Непонятный взрыв сотряс набитый десятью тысячами тонн северного зерна «Грейт Истерн» — никак не самовозгорание, а шестовая мина с подводной лодки…
Каждый день, с самого утра, Берта Вебер-ла-Уэрта шла в гавань. Короткий вздох: «не сегодня». Потом — ноги несут в контору, где «мисс Ла» работает и учится.
С ней пыталась говорить мать. С ней пыталась говорить Люси Пикенс!
— Берта, не стоит так ждать человека, которому ты сказала «нет».
— Откуда вы знаете? Слухи врут. Я сказала «да»… и второго жениха терять не намерена!
Потом в Гааге был подписан договор, вернулся из Виргинии старший брат… Берта передала снова обратившийся в семейное дело завод в крепкие и надежные руки. В доме хозяйничала старшая невестка… Девушку в сером это не интересовало. Так же, как и мир, вспыхнувший яркими цветами новых нарядов. Она имела право носить звезды — и наряд тоже менять не стала. Только теперь, явившись к причалам с утра, торчала в порту до вечера. За спиной ворчала Эванджелина. Обед — достойный леди и миллионерши, родня акциями не обидела — приносили горячим, на водяной бане. «Военное лицо Юга» упрямо глядело на восток, в сторону моря… Любопытные иностранцы стали стекаться, глазеть на городскую диковинку. Временами к небу взлетали облачка сгорающего магния — но на вспышки фотокамер девушка в сером обращала не больше внимания, чем некогда — на разрывы северных бомб.
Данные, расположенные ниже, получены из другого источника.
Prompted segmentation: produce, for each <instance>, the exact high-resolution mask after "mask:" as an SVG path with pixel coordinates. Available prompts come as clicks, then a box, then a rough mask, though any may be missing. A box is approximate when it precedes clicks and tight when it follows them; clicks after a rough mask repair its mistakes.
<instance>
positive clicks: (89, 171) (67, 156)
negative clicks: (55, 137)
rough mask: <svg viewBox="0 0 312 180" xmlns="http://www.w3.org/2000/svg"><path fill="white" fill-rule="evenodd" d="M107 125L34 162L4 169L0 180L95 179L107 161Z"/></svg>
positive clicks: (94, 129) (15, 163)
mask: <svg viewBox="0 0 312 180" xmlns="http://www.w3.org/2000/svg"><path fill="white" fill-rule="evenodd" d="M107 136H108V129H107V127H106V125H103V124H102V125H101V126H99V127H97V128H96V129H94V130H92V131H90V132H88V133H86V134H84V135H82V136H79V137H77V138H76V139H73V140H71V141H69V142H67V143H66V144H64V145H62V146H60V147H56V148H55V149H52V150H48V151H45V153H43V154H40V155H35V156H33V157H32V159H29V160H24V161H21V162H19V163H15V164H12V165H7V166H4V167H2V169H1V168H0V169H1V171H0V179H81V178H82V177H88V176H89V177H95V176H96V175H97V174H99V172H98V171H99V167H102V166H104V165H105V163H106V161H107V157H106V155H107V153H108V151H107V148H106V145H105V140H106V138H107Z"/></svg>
Фотографии запечатлели прекрасный печальный образ, так и не испорченный старостью — Берта не дожила двух лет до тридцатилетия.
А потом на острове Моррис — дорогую городскую землю практичные американцы пожалели — встал небольшой памятник, у которого охотно фотографировались туристы и к которому непременно приносили свежие цветы моряки с русских крейсеров-стационеров…
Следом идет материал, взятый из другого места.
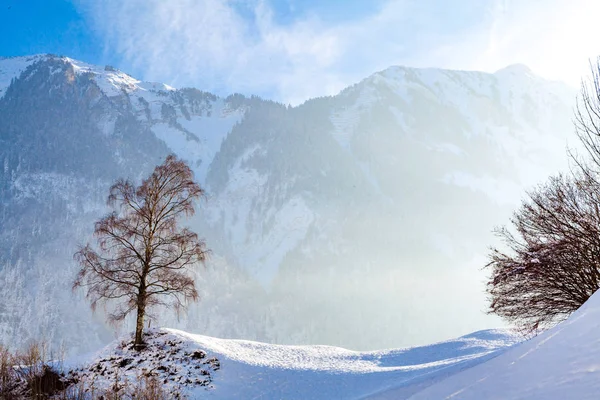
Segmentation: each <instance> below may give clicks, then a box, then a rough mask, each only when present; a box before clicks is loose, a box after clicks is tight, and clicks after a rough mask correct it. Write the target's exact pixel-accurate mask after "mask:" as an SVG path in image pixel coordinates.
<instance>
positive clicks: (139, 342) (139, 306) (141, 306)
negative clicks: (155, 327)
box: [133, 288, 146, 350]
mask: <svg viewBox="0 0 600 400" xmlns="http://www.w3.org/2000/svg"><path fill="white" fill-rule="evenodd" d="M145 296H146V293H145V289H142V288H140V293H139V295H138V304H137V320H136V324H135V341H134V342H133V348H134V349H135V350H143V349H144V347H145V344H144V316H145V315H146V299H145Z"/></svg>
Здесь обязан быть разрыв страницы, причем такой, чтобы нельзя было прочитать дальнейшее, не перелистнув страницы.
Так — не было.
Потому что так быть — не могло.
Потому что бог все-таки помогает правым!
Итак, Берта день-деньской, явившись к причалам с утра, торчит в порту до вечера. «Военное лицо Юга»… Любопытные иностранцы стекаются поглазеть на городскую диковинку.
Две недели. Какой-то щелкопер отправил душещипательный репортаж в сентиментальный Северогерманский союз… там всласть порыдают, уплатив за газету добрые пфенниги. Почему нет?
На пятнадцатый день после того, как Чарлстон узнал об окончании войны — для Юга, несомненно, победоносной, раз он сохранил свободу, — она задержалась в порту чуть позже обычного — до самого заката. Как раз достаточно, чтобы увидеть, как, растопырив крыльями бабочки косые паруса, что заменили в долгом рейде разбитую машину, в гавань Чарлстона бесшумно влетает «Гаврило Олексич» с тремя «Ныряльщиками», висящими вдоль бортов на шлюпбалках. На всех шестнадцати узлах! Звонко ахает единственная восьмифунтовка — для салютов ее и ставили! — и сонная, мирная батарея Грегга отвечает воскресшим героям!
На причале, словно по мановению волшебной палочки, возник оркестр, взревела медь — да, медь, и яркая! — начищенных труб, и над волнами понеслась мелодия «Боже, царя храни» со словами гимна Конфедерации, уже поправленного, звучащего не мольбой о победе, а благодарственным гимном:
Вот с борта брошены швартовы, подан трап. И Евгений Алексеев — живой, хоть и осунувшийся от трудной боевой работы и половинных рационов, сходит с корабля, как и положено командиру соединения, предпоследним. Улыбается.
— Мисс ла Уэрта? Счастлив вас видеть. Прошу меня простить за былое — четыре месяца назад я был мальчишкой, — сообщил весело, — да и теперь не вполне повзрослел. Но как-то сообразил, что у умной взрослой девушки есть множество интересов, отличных от моих, и понять, как был глуп, комичен и самонадеян. Тем не менее вы нас встречаете… Значит, мое общество вам по-прежнему приятно или хотя бы полезно. Мы, как прежде, друзья?
— Друзья? — переспросила Берта. — Можно и так сказать. Видишь ли, я почти три месяца была твоей вдовой. И кто я получаюсь теперь?
Лейтенант ла Уэрта прищурилась. Хитро-хитро, довольно-довольно. Словно выиграла главное свое сражение. Хотя противник, вот вредина, совершенно не сопротивлялся!